Independent cinema has returned to Manchester with a bang as HOME reopened last weekend with a socially-distanced performance by Mr Wilson’s Second Liners, a surprise DJ set from Mr Scruff and sold-out film screenings.
Dave Moutrey, Director and CEO of HOME, said: “For the last 10 years working with our team on the planning, building, opening and overseeing the running of HOME has been a massive part of my life. Although we have been able to continue to work together during the enforced 168 days of closure, reopening on Friday morning and being in the same space as our team and our audiences doing what we do best gave me a huge emotional lift that was amplified many, many times by the comments and love we got from audiences and colleagues in the cultural sector. I’m still buzzing now!”
HOME also announced today that they will be screening films as part of this year’s BFI London Film Festival – including a free showing of multi-award-winning director Steve McQueen’s Mangrove on Wednesday, 7 October.
Jason Wood, Director of Film and Culture at HOME, said: “This is a great initiative from the BFI London Film Festival that follows on from our successful collaboration on the UK premiere of Mike Leigh’s Peterloo. It’s an important development in the evolution of the festival as it genuinely encourages audiences across the country to engage with a wider diversity of cinematic culture. It also serves as an act of unity, moving away from the notion of London as the epicentre of culture. Any scheme that helps bring people together is to be applauded.”
Also showing will be Josephine Decker’s Shirley, starring Elisabeth Moss as America’s queen of horror fiction, Shirley Jackson (Friday, 9 October) and Garrett Bradley’s Time, an epic personal journey of hardship and hope, which reveals the devastating effects of mass incarceration on Black communities in America (Sunday, 11 October).

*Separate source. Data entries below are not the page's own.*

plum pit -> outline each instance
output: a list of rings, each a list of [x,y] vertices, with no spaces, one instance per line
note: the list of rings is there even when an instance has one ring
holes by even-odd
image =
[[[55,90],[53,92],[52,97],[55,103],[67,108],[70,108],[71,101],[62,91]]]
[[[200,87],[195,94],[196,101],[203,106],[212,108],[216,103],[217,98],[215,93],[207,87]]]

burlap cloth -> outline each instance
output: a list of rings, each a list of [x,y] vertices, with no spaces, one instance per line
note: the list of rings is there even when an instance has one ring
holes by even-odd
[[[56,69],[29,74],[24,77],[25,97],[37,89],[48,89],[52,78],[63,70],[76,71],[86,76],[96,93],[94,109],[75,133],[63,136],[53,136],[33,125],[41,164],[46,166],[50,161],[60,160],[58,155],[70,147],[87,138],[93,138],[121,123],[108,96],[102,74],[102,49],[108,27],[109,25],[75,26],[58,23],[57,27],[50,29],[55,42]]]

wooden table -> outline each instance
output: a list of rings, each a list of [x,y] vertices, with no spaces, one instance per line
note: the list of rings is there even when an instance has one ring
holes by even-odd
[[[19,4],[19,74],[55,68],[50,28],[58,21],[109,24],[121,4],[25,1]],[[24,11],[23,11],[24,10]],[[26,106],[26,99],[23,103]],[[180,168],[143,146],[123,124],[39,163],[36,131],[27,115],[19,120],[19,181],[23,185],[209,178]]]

Colin Firth and Stanley Tucci star as lovers facing the spectre of early onset dementia in Supernova (Monday, 12 October), and Riz Ahmed appears in Mogul Mowgli (Tuesday, 13 October), a paean to the importance of cultural heritage and a sharply observed reflection on muscle memory. David Byrne’s American Utopia, directed by Spike Lee, reflects on human connections, life and how on earth we work through it (Wednesday, 14 October) while After Love sees Mary Hussain (Joanna Scanlan ) grappling with the unexpected death of her husband when she stumbles upon a secret connection he had across the Channel, in Calais.
Frances McDorman stars in Nomadland, a compassionate study of the precious community that has grown out of the ruins of America’s brutal service economy (Friday, 16 October), and the programme closes with Francis Lee’s highly-anticipated Ammonite, a fictionalised account of the life of the 19th century palaeontologist Mary Anning, played by Kate Winslet.
Tickets for BFI London Film Festival screenings at HOME go on sale to HOME Friends on Monday, 14 September, members on Tuesday, 15 September, and on general sale on Wednesday, 16 September.
¡Viva! Spanish & Latin American Festival returns after lockdown postponement
From this Friday there will be the return of the ¡Viva! Spanish & Latin American Festival 2020 which was partway through in March when the lockdown was first implemented. Having opened to packed screens in March, hopes were high for a record-breaking year.
All screenings will take place in HOME’s largest screen, Cinema 1, but reduced capacity means seats are extremely limited and advance booking is recommended now more than ever.
The revived festival will feature 24 screenings over three weeks – 19 feature-length films from Spain and Latin America, including four UK cinema premieres, and four new Spanish short films screening before selected features.
The film feast begins on Friday, 11 September with the UK premiere of Costa Rican director Antonella Sudasassi’s debut El Despertar de las hormigas, which celebrates female empowerment as a put-upon housewife wakes up to her own dreams and desires. Tuesday, 15 September sees a treat for fans of alternative cinema with another UK premiere, Mirador from Uruguay, plus a short film from San Sebastian, Ya está.
On Thursday, 24 September our best attended film from the first half of the festival makes a final appearance, La Hija de un ladrón, from Catalan filmmaker Belén Funes. Plus there are two more chances to see another big hit in Manchester, Mientras dure la guerra, Spanish director Alejandro Amenábar’s big budget historical drama set in 1936.
Other ¡Viva! 2020 highlights include the latest films from well-known Chilean director Andrés Wood (Araña) and the Argentinian filmmaker Carlos Sorín (Joel). Plus we’re proud to present a number of debut feature-length films, including Ana García Blaya’s homage to her late father (Las Buenas intenciones). We also present the UK premiere of Mexican documentary Tote abuelo, filmed in the southern Mexican state of Chiapas, and of Cholitas, a documentary following five indigenous Bolivian women scaling the heights of Mount Aconcagua.